AQR Strategies Vary in Retail Appeal

Chidem Kurdas

The series of mutual funds AQR Capital started  since early last year have raised almost $1.1 billion as of the end of this February. From that perspective the mass market bet – watched by other hedge fund managers interested in starting mutual funds – appears to have worked out.

AQR, founded by a former Goldman Sachs group led by Cliff Asness, had total assets of around $20 billion at the end of 2009, down by more than one-third from the peak in 2007. 

Two international funds account for around 70% of the $1.1 billion mutual fund capital. This January the firm launched a managed futures mutual fund with $10 million of its own money and raised another $30 million or so, even though manages futures has not performed well in the past 14 months.
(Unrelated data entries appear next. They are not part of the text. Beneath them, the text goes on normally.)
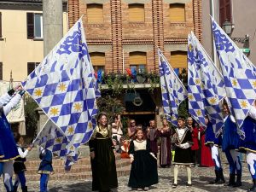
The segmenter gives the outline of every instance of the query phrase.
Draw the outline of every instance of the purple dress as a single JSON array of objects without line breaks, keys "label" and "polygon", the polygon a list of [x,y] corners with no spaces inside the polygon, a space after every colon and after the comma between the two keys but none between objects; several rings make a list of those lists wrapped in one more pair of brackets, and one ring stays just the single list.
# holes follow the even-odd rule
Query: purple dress
[{"label": "purple dress", "polygon": [[157,134],[157,129],[155,128],[150,128],[148,133],[148,138],[150,141],[150,150],[151,152],[157,157],[158,153],[158,146],[157,146],[157,139],[158,139],[158,134]]},{"label": "purple dress", "polygon": [[160,137],[160,165],[162,167],[170,166],[172,163],[172,145],[171,145],[171,131],[157,131],[158,136]]}]

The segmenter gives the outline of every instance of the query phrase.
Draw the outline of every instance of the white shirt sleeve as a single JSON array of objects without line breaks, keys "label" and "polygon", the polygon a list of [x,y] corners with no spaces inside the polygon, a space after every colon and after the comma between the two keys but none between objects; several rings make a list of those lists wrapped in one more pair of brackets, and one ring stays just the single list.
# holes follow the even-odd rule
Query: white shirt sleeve
[{"label": "white shirt sleeve", "polygon": [[256,108],[254,106],[251,106],[248,114],[251,118],[256,120]]},{"label": "white shirt sleeve", "polygon": [[236,119],[235,119],[235,117],[230,114],[230,120],[233,122],[233,123],[236,123]]},{"label": "white shirt sleeve", "polygon": [[19,152],[19,154],[21,158],[25,158],[28,153],[28,150],[26,149],[24,152],[22,151],[21,148],[18,148],[18,152]]},{"label": "white shirt sleeve", "polygon": [[8,115],[9,113],[18,104],[20,99],[21,96],[17,93],[5,106],[3,107],[4,114]]},{"label": "white shirt sleeve", "polygon": [[0,108],[6,104],[9,101],[10,101],[12,97],[8,94],[5,93],[0,96]]}]

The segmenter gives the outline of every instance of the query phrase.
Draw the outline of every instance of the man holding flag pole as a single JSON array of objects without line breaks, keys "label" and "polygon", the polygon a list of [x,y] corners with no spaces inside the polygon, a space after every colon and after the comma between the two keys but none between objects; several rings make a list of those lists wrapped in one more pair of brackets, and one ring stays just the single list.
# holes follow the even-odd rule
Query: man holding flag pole
[{"label": "man holding flag pole", "polygon": [[[240,137],[247,143],[247,140],[250,140],[248,139],[250,136],[245,132],[244,126],[247,124],[245,119],[248,114],[250,115],[252,105],[256,98],[255,67],[212,18],[212,24],[214,43],[224,79],[227,101],[230,103],[230,113],[232,116],[235,117],[233,118],[233,121],[236,120],[237,125],[237,127],[233,128],[233,131],[236,131],[237,134],[240,135]],[[225,111],[230,110],[228,109],[228,105],[225,105],[224,109]],[[253,126],[251,127],[251,129],[254,130]],[[227,137],[229,137],[230,139],[227,139]],[[232,146],[232,149],[237,149],[237,147],[241,145],[239,143],[243,143],[242,141],[236,141],[237,139],[234,140],[234,137],[231,138],[230,135],[225,136],[225,134],[224,135],[224,139],[230,141],[231,143],[229,142],[230,143],[236,143]],[[226,142],[224,143],[226,143]],[[234,153],[231,154],[231,157],[229,158],[227,156],[230,166],[230,185],[237,187],[241,185],[241,166],[240,163],[239,154],[235,152],[235,150],[233,151]],[[250,149],[248,149],[248,151],[253,152],[253,155],[250,155],[250,158],[248,158],[247,154],[247,161],[250,172],[254,170],[254,172],[252,172],[253,187],[250,189],[249,191],[255,191],[255,168],[253,167],[256,167],[256,165],[254,163],[254,166],[253,166],[253,164],[252,164],[252,162],[256,162],[256,155],[253,155],[255,154],[255,151],[251,151]],[[253,160],[252,160],[252,158]],[[251,168],[252,166],[253,168]],[[235,183],[236,171],[237,179]]]},{"label": "man holding flag pole", "polygon": [[33,143],[64,159],[69,169],[78,160],[77,148],[94,132],[100,96],[82,18],[22,85],[50,119]]}]

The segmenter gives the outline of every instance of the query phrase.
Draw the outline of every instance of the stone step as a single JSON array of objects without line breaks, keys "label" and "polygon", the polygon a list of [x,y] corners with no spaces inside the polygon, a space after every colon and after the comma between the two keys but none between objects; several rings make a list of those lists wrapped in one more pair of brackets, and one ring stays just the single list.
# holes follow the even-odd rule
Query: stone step
[{"label": "stone step", "polygon": [[[117,176],[127,176],[130,174],[131,166],[118,168],[117,169]],[[26,174],[26,178],[27,181],[39,181],[40,180],[40,174],[32,174],[28,175]],[[91,180],[91,172],[79,172],[79,173],[72,173],[72,172],[66,172],[65,174],[62,173],[55,173],[49,176],[49,180],[51,181],[68,181],[68,180]]]},{"label": "stone step", "polygon": [[[116,161],[116,167],[117,168],[122,168],[122,167],[126,167],[131,165],[130,160],[117,160]],[[26,166],[26,175],[32,175],[36,174],[38,170],[38,166]],[[54,166],[54,171],[55,173],[61,173],[61,174],[66,174],[66,171],[64,170],[63,165],[61,166]],[[90,172],[90,165],[73,165],[72,166],[71,170],[68,172],[68,173],[79,173],[79,172]]]},{"label": "stone step", "polygon": [[[120,154],[117,154],[115,157],[116,161],[119,161],[121,160]],[[41,160],[28,160],[25,162],[26,166],[27,167],[38,167],[39,164],[40,164]],[[53,159],[53,163],[52,166],[63,166],[63,160],[61,159]],[[84,157],[81,158],[78,160],[77,163],[75,163],[75,165],[90,165],[90,157]]]}]

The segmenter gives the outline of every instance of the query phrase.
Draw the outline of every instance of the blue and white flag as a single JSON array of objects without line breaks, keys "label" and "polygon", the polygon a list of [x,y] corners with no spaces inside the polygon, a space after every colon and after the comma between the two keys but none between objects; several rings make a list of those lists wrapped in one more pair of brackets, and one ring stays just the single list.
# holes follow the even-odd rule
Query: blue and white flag
[{"label": "blue and white flag", "polygon": [[200,125],[205,125],[205,105],[202,90],[203,83],[195,44],[190,34],[188,37],[188,97],[189,113]]},{"label": "blue and white flag", "polygon": [[186,99],[187,90],[160,49],[158,55],[164,113],[166,119],[177,126],[177,108]]},{"label": "blue and white flag", "polygon": [[[205,110],[204,113],[209,116],[214,132],[216,136],[218,136],[224,125],[224,118],[219,106],[221,101],[226,96],[224,78],[193,32],[189,36],[188,53],[191,52],[190,49],[194,51],[192,55],[195,55],[195,59],[190,59],[188,54],[189,68],[190,66],[189,61],[195,62],[191,64],[195,65],[195,67],[194,67],[195,71],[192,71],[192,74],[198,73],[201,79],[201,96],[203,101],[201,110]],[[190,71],[189,70],[189,73]],[[189,80],[189,82],[191,81]],[[192,88],[194,86],[192,85]],[[189,87],[190,86],[189,85]],[[193,93],[191,95],[189,94],[189,102],[195,102],[194,98]],[[205,121],[204,119],[202,120],[204,124]]]},{"label": "blue and white flag", "polygon": [[74,148],[90,140],[100,92],[81,19],[22,85]]},{"label": "blue and white flag", "polygon": [[33,141],[33,144],[48,148],[63,159],[69,156],[73,161],[77,161],[77,159],[73,159],[76,157],[76,148],[68,141],[62,131],[50,119],[48,119],[44,129]]},{"label": "blue and white flag", "polygon": [[212,24],[231,113],[241,127],[256,98],[255,67],[212,18]]}]

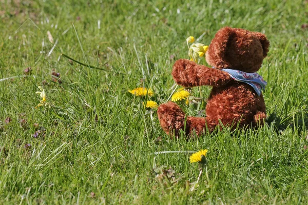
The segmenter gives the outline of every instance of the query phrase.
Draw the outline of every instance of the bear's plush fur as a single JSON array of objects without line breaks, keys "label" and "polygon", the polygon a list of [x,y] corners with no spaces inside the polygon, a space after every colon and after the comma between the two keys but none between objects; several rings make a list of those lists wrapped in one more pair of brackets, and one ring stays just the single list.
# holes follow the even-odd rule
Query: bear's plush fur
[{"label": "bear's plush fur", "polygon": [[[213,87],[206,105],[206,117],[186,116],[175,103],[159,106],[158,117],[167,134],[178,136],[213,131],[221,123],[235,129],[263,125],[266,117],[262,94],[259,96],[249,85],[236,81],[221,69],[228,68],[247,73],[259,70],[268,51],[270,42],[261,33],[224,27],[217,32],[206,53],[207,63],[215,68],[198,65],[188,59],[178,60],[173,66],[175,81],[185,87]],[[184,125],[186,126],[184,128]]]}]

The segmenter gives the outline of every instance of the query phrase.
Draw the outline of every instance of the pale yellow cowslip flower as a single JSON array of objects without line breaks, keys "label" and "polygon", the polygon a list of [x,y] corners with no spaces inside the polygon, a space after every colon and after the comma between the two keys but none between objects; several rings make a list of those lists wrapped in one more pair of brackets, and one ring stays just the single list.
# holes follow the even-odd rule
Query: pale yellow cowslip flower
[{"label": "pale yellow cowslip flower", "polygon": [[192,44],[194,42],[195,42],[195,37],[194,37],[194,36],[189,36],[186,38],[186,43],[187,44],[187,47],[188,47],[188,49],[189,48],[189,45],[188,43]]},{"label": "pale yellow cowslip flower", "polygon": [[189,96],[189,92],[186,90],[181,90],[175,93],[171,97],[171,101],[176,102],[187,98]]},{"label": "pale yellow cowslip flower", "polygon": [[[142,102],[142,104],[144,105],[144,102]],[[153,100],[148,100],[146,101],[145,107],[147,108],[157,108],[158,105],[156,102]]]},{"label": "pale yellow cowslip flower", "polygon": [[203,57],[208,49],[208,46],[204,44],[197,43],[192,44],[188,49],[188,56],[190,60],[197,62],[198,56]]},{"label": "pale yellow cowslip flower", "polygon": [[42,100],[40,100],[40,102],[37,104],[37,107],[41,107],[43,106],[50,106],[49,104],[46,102],[46,93],[45,89],[44,89],[41,86],[38,87],[38,89],[41,90],[41,91],[35,92],[35,94],[40,94],[40,96],[42,98]]},{"label": "pale yellow cowslip flower", "polygon": [[195,42],[195,37],[194,36],[189,36],[186,38],[186,42],[192,43]]}]

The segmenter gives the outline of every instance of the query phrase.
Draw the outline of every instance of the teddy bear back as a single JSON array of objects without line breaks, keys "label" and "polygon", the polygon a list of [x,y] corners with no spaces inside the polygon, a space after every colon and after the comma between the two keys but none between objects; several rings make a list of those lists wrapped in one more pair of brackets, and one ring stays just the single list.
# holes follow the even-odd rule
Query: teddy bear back
[{"label": "teddy bear back", "polygon": [[206,61],[218,69],[253,73],[261,67],[269,46],[270,42],[263,33],[224,27],[213,39]]}]

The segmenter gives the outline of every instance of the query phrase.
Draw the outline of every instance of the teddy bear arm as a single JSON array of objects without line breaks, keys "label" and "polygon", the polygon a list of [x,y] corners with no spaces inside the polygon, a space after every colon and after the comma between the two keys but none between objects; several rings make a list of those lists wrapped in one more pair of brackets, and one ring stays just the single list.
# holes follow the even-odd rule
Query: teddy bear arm
[{"label": "teddy bear arm", "polygon": [[232,80],[229,74],[224,71],[184,59],[178,60],[175,63],[172,74],[177,84],[185,87],[219,87]]}]

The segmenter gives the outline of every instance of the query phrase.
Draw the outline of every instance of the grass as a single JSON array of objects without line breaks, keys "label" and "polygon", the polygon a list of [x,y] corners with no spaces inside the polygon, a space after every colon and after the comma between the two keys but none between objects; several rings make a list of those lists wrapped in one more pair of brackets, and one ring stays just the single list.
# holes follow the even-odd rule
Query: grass
[{"label": "grass", "polygon": [[[306,1],[0,4],[2,204],[308,202]],[[166,102],[172,65],[188,57],[186,38],[208,44],[225,26],[271,42],[259,72],[268,83],[267,124],[171,139],[127,91],[144,86]],[[35,108],[43,85],[51,108]],[[204,99],[209,90],[191,93]],[[198,114],[203,101],[185,112]],[[199,170],[188,154],[154,154],[202,149],[207,169],[194,191]]]}]

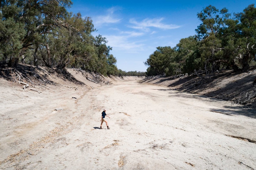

By contrast, three funds based on quantitative momentum strategies, started last July, have not attracted much money. The largest of these, an international momentum fund, has assets of around $29 million. A small-cap momentum fund has only $3 million. Returns were in the twenties in 2009 but are negative so far this year.

Financial advisors say international funds benefitted from investors moving money into that area but momentum strategies may be less familiar.

AQR’s diversified arbitrage fund grew fast after its launch in 2009 but appears to be stalled now. Some larger investors may have chosen this mutual fund as a way to get arbitrage strategies at a lower fee compared to hedge funds and with daily liquidity. Whether it appeals to the retail market is unclear.